Personal information
- Full name: James Connor
- Place of birth: Bathgate, Scotland
- Height: 5 ft 8+1⁄2 in (1.74 m)
- Position(s): Defender

Senior career*
- Years: Team / Apps / (Gls)
- 1905–1914: Blackpool / 281 / (30)

= Jimmy Connor (footballer, born 1881) =

Scottish footballer

James Connor was a Scottish professional footballer. He spent his entire career at Blackpool in the early 1900s, making almost 300 Football League appearances for the club.

==Blackpool==
Bathgate-born Connor made his debut for Blackpool in the opening game of the 1905–06 season, scoring both goals in their 2–0 victory over Burton United at Bloomfield Road. He went on to appear in 33 of Blackpool's 38 league games that season, scoring a further four goals. He also appeared in all five of the club's FA Cup ties.

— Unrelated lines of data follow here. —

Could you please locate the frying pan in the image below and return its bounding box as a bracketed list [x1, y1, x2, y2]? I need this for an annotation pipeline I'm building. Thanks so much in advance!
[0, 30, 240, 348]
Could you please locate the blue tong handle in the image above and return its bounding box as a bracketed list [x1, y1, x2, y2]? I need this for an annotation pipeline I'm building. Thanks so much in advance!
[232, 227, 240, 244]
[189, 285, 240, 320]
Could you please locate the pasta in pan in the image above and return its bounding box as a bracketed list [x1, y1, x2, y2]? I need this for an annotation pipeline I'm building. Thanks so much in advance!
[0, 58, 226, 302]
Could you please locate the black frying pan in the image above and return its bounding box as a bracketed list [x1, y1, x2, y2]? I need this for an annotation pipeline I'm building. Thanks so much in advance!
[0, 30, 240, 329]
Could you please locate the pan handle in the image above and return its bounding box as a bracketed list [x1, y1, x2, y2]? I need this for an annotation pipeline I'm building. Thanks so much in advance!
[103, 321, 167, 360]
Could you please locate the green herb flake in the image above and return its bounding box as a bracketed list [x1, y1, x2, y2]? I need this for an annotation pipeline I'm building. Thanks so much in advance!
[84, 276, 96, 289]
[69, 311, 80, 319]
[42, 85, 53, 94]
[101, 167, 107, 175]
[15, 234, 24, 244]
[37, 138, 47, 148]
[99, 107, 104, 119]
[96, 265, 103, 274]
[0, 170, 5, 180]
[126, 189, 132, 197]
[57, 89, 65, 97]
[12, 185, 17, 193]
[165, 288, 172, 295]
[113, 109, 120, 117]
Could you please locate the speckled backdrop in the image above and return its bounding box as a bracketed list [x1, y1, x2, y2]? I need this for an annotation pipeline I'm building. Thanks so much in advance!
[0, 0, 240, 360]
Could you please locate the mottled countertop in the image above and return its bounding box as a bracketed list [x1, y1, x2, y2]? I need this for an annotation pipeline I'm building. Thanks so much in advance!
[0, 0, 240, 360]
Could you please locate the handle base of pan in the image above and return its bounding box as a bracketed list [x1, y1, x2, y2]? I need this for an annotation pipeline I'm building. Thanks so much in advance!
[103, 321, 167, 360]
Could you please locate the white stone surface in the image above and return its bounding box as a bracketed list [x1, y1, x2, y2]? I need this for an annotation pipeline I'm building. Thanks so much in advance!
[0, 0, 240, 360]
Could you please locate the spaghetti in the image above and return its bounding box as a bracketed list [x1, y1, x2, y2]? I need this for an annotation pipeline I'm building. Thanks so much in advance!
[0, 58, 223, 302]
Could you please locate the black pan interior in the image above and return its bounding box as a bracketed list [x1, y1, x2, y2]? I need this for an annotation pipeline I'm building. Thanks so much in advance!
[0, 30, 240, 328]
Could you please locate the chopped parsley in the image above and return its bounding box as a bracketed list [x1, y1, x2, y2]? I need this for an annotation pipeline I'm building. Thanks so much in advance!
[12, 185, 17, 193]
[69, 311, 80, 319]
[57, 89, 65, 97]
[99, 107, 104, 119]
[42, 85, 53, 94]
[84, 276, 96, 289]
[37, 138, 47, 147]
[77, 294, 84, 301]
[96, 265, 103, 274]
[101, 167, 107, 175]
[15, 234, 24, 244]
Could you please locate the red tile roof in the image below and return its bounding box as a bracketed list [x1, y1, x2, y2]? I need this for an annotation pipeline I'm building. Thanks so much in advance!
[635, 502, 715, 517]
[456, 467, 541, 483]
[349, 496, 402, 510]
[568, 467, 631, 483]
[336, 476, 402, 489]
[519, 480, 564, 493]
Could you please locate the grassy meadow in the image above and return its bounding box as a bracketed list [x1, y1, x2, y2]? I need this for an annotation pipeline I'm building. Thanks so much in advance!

The following season, 1906–07, Connor's appearances were sporadic. After scoring in the opening league game at Barsnley, he missed the following seven games. Upon his return, on 20 October 1906, he scored two more goals in a 4–1 victory at home to Glossop. He made a total of thirteen league appearances, scoring four goals.

In 1907–08, Connor made 23 league appearances and scored one goal: Blackpool's second in a 2–1 home victory over Fulham on 11 April 1908.

The following 1908–09 league campaign, Connor missed only three games; however, for the first time since his arrival at the club, he failed to score.

1909–10 saw Connor make 35 league appearances, scoring four goals, all but one of which came in Blackpool victories.

He found the net on six occasions in 1910–11, including three in the first four league games.

Connor was ever-present throughout Blackpool's 42 league and cup fixtures of 1911–12. He scored two goals, both penalties in home league games — against Grimsby Town, firstly, and then against Fulham.

In 1912–13, Connor's league appearances came in bursts, followed by short omissions. He made 28 starts and scored three goals (again, all from the penalty spot).

He found himself more of a regular fixture in the side once again for the 1913–14 season, missing only two league games. He scored four goals, one of which was a game-winner against Leicester Fosse at Bloomfield Road on 10 April 1914.

The 1914–15 season was Connor's final one with Blackpool. He appeared in the first nine league games, the last of which — a 2–1 defeat at home to Leicester Fosse on 24 October 1914 — marked his final appearance for the club.